A proposito di complessità è utile ricordare che il numero di alunni (e di conseguenza delle unità di personale) per autonomia scolastica è cresciuto a dismisura nell’ultimo decennio, a seguito di processi di dimensionamento piuttosto dissennati, rendendone ulteriormente difficoltosa la gestione. In tale contesto appare di particolare interesse la vicenda degli istituti comprensivi che, nel segmento di base, hanno di fatto soppiantato direzioni didattiche e scuole medie e in cui convivono docenti con orari, carichi di lavoro e retribuzioni diverse. Anche in questo caso le più che legittime esigenze di omogeneizzazione di stato giuridico e trattamento retributivo sono state completamente ignorate e disattese.
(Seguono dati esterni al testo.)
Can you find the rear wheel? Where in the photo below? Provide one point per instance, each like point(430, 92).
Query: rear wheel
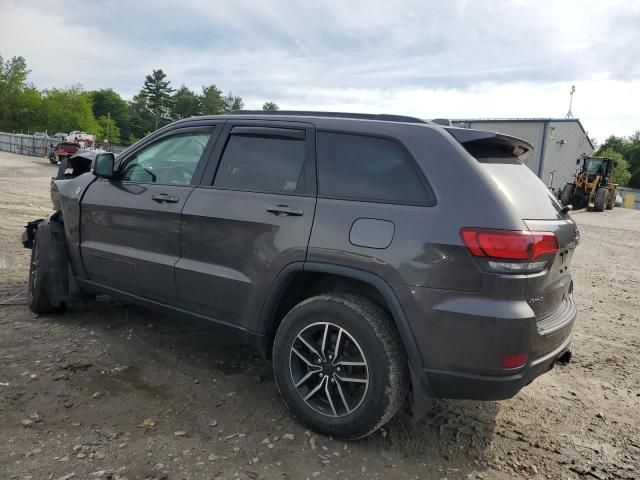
point(567, 192)
point(600, 201)
point(340, 366)
point(611, 199)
Ipertrofia burocratica e immobilismo della politica (nei confronti della scuola in modo del tutto particolare, del resto chi si è permesso di toccare i fili negli ultimi trent’anni è rimasto fulminato) sono ostacoli giganteschi e quasi insormontabili. Eppure, prima o poi, bisognerà provare ad abbatterli. In caso contrario non solo autonomia e dirigenza resteranno a metà del guado, ma sarà  verosimilmente compromesso ogni possibile processo di rinnovamento della nostra scuola, progetti e risorse del PNRR compresi.